Enfin, les récentes évolutions réglementaires renforcent encore les contraintes sur la distribution des crédits. En septembre dernier, les limitations de la durée des prêts immobiliers à 25 ans ainsi que de la part des revenus consacrée au remboursement du crédit et au paiement de l’assurance-emprunteur à 35 %, qui n’étaient jusque-là que des recommandations, ont été rendues contraignantes par le Haut Conseil de Stabilité Financière (HCSF).
Le conseil et les services immobiliers pour passer d’une posture réactive à une posture proactive et restaurer les marges perdues.
Le contexte de forte concurrence sur les taux, notamment celle provoquée par les courtiers immobiliers, rend de plus en plus inefficace le prêt immobilier comme canal d’acquisition de nouveaux clients. Pire encore, cette compétition fait du financement d’un nouveau bien un moment à haut risque d’infidélité de la part des clients existants qui menacent alors de partir à la concurrence pour des taux plus attractifs. Pour rester compétitives sur les taux, les banques sont contraintes de compresser leur marge pour limiter l’attrition de leur portefeuille client.
Pour reprendre le contrôle de la situation, les banques françaises doivent sortir de la position réactive dans laquelle elles sont piégées. En effet, le banquier apprend généralement l'existence du projet immobilier entre 6 et 12 mois après la naissance de ce dernier. Un délai qui place les banques dans une position de négociation très inconfortable face aux clients qui ont pu comparer toutes les offres proposées par les courtiers en immobiliers et autres concurrents.
Les banques auraient fort à gagner en se positionnant bien plus tôt comme tiers de confiance des clients sur le sujet immobilier. Intégrer le conseil immobilier au parcours client et aux applications bancaires placerait les banques dans une position idéale pour détecter et anticiper les projets de leurs clients en amont et les accompagner sur la vente et l’acquisition.

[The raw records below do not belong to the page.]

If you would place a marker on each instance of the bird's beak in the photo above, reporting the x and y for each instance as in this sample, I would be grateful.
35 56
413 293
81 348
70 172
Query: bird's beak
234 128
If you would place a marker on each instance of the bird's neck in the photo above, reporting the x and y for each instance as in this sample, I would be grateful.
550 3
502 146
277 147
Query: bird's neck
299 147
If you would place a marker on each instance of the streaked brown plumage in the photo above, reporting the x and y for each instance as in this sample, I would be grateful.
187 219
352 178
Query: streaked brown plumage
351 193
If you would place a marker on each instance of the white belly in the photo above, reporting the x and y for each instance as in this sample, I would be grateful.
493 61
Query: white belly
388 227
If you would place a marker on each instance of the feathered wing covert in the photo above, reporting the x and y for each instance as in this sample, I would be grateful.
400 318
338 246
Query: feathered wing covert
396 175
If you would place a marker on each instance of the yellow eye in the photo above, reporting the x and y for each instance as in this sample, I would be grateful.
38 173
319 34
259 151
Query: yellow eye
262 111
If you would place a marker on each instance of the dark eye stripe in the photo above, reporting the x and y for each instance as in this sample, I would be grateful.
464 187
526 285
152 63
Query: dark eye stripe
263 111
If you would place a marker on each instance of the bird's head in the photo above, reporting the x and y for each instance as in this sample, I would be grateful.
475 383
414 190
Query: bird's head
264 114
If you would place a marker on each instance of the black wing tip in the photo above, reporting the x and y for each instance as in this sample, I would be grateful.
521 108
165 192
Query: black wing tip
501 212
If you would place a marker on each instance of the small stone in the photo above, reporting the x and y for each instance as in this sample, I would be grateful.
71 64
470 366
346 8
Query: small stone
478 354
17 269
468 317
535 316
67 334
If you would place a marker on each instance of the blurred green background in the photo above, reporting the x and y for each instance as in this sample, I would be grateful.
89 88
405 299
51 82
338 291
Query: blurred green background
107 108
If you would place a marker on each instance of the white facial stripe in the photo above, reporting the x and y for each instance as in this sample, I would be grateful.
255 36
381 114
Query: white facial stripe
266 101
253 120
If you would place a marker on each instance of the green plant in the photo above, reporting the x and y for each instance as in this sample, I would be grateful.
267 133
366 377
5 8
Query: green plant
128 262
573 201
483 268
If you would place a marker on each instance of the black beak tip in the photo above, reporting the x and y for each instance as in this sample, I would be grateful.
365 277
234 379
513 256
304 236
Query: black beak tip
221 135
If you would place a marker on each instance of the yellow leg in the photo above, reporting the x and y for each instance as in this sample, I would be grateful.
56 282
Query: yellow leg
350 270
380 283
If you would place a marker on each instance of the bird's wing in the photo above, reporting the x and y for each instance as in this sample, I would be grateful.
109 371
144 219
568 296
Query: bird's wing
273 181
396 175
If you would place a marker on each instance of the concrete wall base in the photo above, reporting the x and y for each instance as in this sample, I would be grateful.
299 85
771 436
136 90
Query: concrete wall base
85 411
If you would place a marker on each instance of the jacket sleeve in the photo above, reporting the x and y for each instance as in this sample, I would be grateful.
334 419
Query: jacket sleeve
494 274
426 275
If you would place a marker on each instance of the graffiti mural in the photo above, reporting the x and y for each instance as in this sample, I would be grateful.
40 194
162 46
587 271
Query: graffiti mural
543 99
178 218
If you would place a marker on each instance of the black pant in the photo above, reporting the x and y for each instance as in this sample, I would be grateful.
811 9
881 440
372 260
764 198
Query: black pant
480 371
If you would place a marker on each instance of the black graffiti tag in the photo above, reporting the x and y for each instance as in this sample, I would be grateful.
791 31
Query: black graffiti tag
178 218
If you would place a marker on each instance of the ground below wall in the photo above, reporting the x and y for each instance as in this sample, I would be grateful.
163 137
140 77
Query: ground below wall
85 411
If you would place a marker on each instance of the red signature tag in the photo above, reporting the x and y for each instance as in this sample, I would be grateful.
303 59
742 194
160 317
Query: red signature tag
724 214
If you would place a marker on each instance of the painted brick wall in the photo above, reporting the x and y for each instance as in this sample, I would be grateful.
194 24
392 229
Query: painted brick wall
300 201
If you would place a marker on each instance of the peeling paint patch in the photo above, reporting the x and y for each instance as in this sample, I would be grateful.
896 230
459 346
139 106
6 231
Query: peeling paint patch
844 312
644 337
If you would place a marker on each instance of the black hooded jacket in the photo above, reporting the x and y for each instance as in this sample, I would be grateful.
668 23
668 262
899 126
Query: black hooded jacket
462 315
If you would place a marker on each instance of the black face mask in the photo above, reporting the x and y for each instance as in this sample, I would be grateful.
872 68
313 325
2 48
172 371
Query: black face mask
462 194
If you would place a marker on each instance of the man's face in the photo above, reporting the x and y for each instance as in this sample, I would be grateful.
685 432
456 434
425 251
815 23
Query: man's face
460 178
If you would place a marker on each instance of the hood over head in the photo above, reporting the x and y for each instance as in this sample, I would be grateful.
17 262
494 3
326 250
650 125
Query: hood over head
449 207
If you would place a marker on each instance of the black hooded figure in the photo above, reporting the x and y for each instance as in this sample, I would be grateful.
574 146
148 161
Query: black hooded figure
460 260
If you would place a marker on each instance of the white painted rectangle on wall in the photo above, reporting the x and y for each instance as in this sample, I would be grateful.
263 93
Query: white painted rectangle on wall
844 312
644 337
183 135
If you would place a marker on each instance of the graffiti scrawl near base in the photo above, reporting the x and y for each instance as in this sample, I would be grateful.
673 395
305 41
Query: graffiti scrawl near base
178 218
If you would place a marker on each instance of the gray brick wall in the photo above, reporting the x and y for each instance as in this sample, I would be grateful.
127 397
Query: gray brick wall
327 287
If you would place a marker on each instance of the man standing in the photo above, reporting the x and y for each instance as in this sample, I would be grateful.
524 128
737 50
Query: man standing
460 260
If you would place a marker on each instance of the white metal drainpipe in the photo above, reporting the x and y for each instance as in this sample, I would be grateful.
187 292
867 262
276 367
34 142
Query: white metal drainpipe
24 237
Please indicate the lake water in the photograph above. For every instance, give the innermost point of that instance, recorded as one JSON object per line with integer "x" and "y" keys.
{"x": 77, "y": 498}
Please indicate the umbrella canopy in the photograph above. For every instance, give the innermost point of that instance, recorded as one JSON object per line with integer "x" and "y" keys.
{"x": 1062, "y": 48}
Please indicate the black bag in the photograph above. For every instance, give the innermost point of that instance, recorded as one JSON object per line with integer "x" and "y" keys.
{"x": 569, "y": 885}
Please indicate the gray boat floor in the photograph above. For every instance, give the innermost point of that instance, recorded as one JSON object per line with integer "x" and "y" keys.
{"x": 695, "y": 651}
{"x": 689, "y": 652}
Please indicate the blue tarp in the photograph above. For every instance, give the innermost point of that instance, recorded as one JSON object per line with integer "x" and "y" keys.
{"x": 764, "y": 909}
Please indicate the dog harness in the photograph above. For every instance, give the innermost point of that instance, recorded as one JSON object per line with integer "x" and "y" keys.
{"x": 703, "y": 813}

Celles-ci passeraient ainsi à une posture bien plus proactive vis-à-vis de leurs clients.Par exemple, en poussant les annonces correspondant aux souhaits des potentiels acquéreurs (jardin, terrasse, proximité d’une école etc..) ou bien en proposant aux propriétaires, un suivi de la valeur de leur(s) bien(s), des informations sur le marché actuel (i.e. nouveaux permis de construire, évolution des prix) pour leur fournir une meilleure compréhension de l’évolution de leur patrimoine immobilier. Des pratiques déjà très répandues chez nos voisins européens qui constituent un moyen efficace pour détecter et anticiper ces moments de vie clés, Crédit Suisse étant le dernier exemple ambitieux en date.

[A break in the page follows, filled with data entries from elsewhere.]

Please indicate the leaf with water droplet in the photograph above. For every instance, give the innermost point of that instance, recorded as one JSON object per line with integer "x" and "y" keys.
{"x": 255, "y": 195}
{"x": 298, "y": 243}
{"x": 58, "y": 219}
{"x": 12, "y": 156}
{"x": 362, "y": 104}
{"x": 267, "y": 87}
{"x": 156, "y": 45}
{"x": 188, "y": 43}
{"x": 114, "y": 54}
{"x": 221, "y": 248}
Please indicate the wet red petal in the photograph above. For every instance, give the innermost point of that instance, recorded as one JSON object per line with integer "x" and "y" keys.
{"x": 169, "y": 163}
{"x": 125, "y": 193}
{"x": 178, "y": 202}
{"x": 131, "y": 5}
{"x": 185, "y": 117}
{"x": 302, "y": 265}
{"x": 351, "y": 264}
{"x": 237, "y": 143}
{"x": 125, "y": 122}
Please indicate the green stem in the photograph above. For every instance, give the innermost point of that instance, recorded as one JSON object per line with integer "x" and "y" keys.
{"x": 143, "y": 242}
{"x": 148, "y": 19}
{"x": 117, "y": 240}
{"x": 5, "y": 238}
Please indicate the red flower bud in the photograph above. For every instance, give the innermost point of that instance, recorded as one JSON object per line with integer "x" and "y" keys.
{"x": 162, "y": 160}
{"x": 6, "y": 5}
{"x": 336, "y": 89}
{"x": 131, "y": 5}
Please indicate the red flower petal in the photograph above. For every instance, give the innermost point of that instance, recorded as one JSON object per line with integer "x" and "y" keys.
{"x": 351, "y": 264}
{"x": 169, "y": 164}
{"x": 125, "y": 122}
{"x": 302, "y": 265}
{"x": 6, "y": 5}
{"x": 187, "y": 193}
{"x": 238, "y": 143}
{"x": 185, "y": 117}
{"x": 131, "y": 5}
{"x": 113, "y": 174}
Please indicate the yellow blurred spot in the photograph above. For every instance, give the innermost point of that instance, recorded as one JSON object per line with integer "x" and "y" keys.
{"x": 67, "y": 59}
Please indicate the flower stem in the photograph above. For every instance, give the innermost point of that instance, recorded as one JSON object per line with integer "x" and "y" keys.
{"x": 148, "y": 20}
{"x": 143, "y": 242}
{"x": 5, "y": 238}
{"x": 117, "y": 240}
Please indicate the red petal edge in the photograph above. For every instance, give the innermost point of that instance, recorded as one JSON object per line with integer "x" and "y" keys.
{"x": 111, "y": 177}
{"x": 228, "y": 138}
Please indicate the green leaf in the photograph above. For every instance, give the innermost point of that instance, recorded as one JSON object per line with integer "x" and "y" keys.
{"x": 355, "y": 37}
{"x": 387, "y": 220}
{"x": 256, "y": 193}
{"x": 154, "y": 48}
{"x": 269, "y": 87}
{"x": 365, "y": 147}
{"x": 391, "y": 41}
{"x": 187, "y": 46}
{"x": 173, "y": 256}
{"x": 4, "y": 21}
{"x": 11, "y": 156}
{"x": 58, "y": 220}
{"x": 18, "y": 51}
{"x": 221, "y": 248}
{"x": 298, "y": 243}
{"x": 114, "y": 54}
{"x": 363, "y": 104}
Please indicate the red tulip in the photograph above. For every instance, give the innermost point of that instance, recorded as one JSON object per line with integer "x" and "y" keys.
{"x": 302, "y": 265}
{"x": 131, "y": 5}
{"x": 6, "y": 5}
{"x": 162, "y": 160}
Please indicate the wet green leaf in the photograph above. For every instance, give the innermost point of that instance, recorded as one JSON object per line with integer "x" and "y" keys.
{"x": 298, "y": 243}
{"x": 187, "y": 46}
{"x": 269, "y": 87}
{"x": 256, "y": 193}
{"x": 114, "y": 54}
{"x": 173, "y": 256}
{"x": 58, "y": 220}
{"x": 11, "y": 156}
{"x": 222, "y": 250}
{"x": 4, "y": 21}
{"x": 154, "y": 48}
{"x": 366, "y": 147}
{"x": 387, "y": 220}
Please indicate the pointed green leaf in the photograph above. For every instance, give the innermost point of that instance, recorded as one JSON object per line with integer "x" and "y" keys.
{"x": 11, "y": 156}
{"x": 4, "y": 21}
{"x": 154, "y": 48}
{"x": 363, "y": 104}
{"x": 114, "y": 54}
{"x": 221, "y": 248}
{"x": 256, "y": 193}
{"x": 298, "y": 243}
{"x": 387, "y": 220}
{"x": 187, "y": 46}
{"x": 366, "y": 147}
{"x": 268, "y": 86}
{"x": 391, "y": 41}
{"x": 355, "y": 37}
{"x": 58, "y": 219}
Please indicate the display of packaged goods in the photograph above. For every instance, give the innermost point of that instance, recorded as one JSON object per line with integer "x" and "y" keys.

Détecter les projets en amont pour transformer les risques en opportunités
De par leurs activités, les banques bénéficient d’une expertise unique sur les comportements de consommation et d’investissement des ménages. En associant celle-ci a un suivi du marché immobilier, les banques se trouveront dans une position idéale pour être force de conseil sur les projets immobiliers de ces derniers.

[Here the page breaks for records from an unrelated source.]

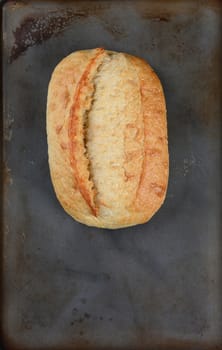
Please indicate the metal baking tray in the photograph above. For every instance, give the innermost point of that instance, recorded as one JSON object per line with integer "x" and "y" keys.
{"x": 154, "y": 286}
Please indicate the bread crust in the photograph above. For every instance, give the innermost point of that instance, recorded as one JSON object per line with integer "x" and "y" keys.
{"x": 145, "y": 165}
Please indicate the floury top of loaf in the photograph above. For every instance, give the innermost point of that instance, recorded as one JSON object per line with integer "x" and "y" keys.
{"x": 107, "y": 138}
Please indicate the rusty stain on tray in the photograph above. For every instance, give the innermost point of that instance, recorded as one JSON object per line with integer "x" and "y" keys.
{"x": 37, "y": 28}
{"x": 34, "y": 30}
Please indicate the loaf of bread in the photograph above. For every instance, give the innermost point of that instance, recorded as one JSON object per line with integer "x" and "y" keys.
{"x": 107, "y": 138}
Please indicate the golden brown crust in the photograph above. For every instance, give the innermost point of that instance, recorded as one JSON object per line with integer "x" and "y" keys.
{"x": 83, "y": 177}
{"x": 78, "y": 160}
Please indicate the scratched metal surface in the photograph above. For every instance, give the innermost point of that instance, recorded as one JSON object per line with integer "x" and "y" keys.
{"x": 155, "y": 286}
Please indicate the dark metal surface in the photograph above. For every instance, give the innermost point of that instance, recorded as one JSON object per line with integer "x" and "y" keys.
{"x": 154, "y": 286}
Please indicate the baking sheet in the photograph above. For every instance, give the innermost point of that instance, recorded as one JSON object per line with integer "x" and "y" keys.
{"x": 154, "y": 286}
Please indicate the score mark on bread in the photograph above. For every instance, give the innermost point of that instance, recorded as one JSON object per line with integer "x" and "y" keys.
{"x": 107, "y": 138}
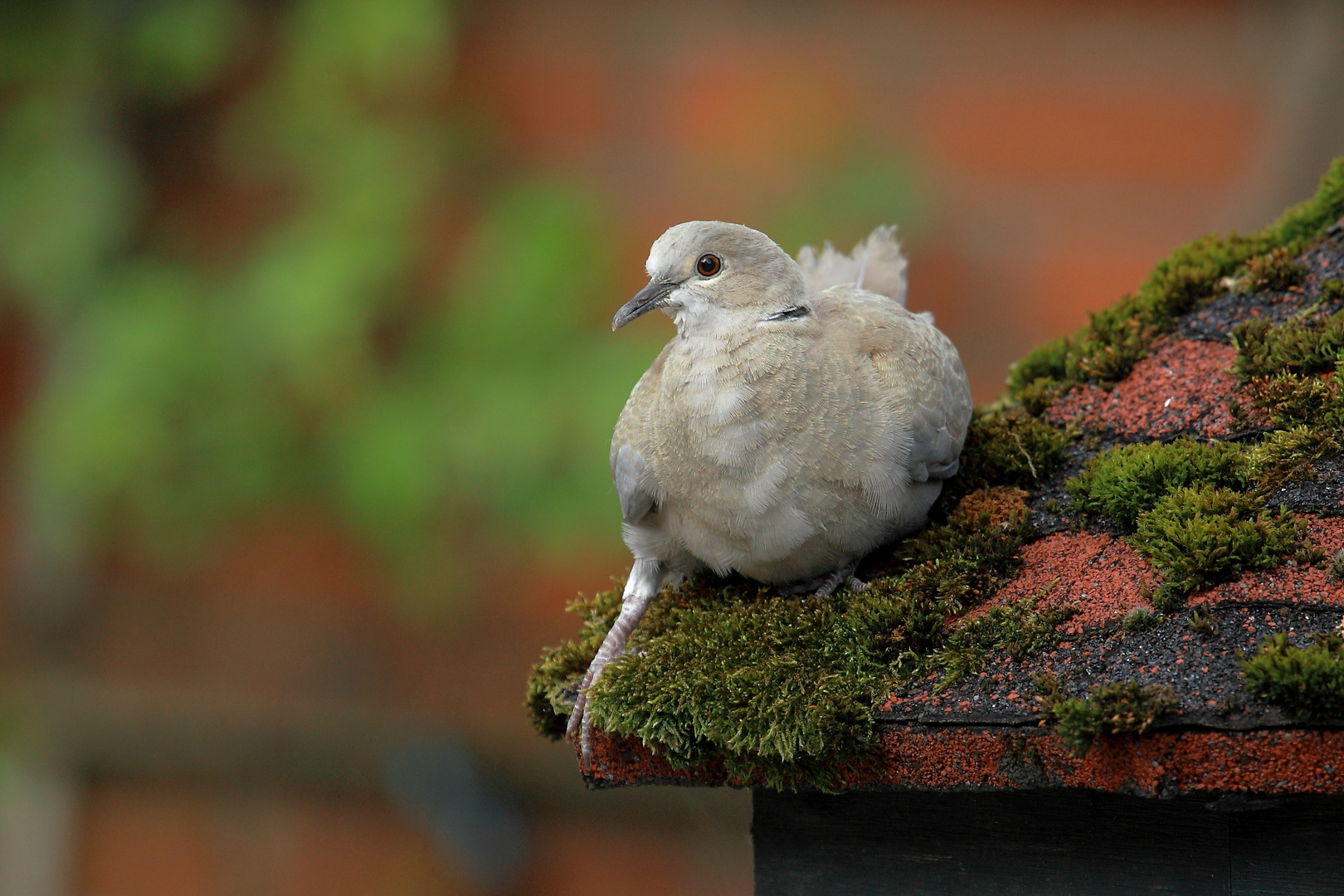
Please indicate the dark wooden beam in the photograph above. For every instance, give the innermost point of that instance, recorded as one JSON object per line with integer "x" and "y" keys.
{"x": 1064, "y": 841}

Le grand enjeu des banques sera d’être capable de détecter au plus tôt les projets immobiliers de leurs clients (vente, achat, rénovation) pour être les premières à se positionner auprès d’eux avec des propositions et informations pertinentes. Ce qui leur permettra de sécuriser en amont le financement à venir, ou d’augmenter le volume d’actifs sous gestion en captant les liquidités générées par une vente, voire de prendre part à la transaction. Certains acteurs français se positionnent déjà, à l’instar du Crédit Agricole qui a annoncé la création d’agences immobilières au sein des agences. Ce n’est qu’un premier pas, et il laisse présager pour les années à venir une forte convergence entre les activités du financement et de la transaction immobilière.